On the electron scattering on the one-dimensional complexes: the vertex amplitudes method

TL;DR

This paper introduces a new theoretical method for analyzing electron scattering on one-dimensional quantum graphs, simplifying the problem to solving linear equations for vertex amplitudes and providing detailed insights into transmission resonances.

Contribution

A novel vertex amplitudes method that reduces the electron transport problem on quantum graphs to linear algebra, enabling comprehensive analysis of scattering properties.

Findings

Transmission and reflection amplitudes are expressed via a single matrix.

The approach simplifies the calculation of wave functions and probability currents.

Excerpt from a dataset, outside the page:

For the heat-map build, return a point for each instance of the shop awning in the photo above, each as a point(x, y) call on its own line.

Detailed analysis of transmission resonances compared with existing results.

Abstract

The problem of electron scattering on the one-dimensional complexes is considered. We propose a novel theoretical approach to solution of the transport problem for a quantum graph. In the frame of the developed approach the solution of the transport problem is equivalent to the solution of a linear system of equations for the \emph{vertex amplitudes} $\mathbf{\Psi}$. All major properties, such as transmission and reflection amplitudes, wave function on the graph, probability current, are expressed in terms of one $\mathbf{\Gamma}$-matrix that determines the transport through the graph. The transmission resonances are analyzed in detail and comparative analysis with known results is carried out.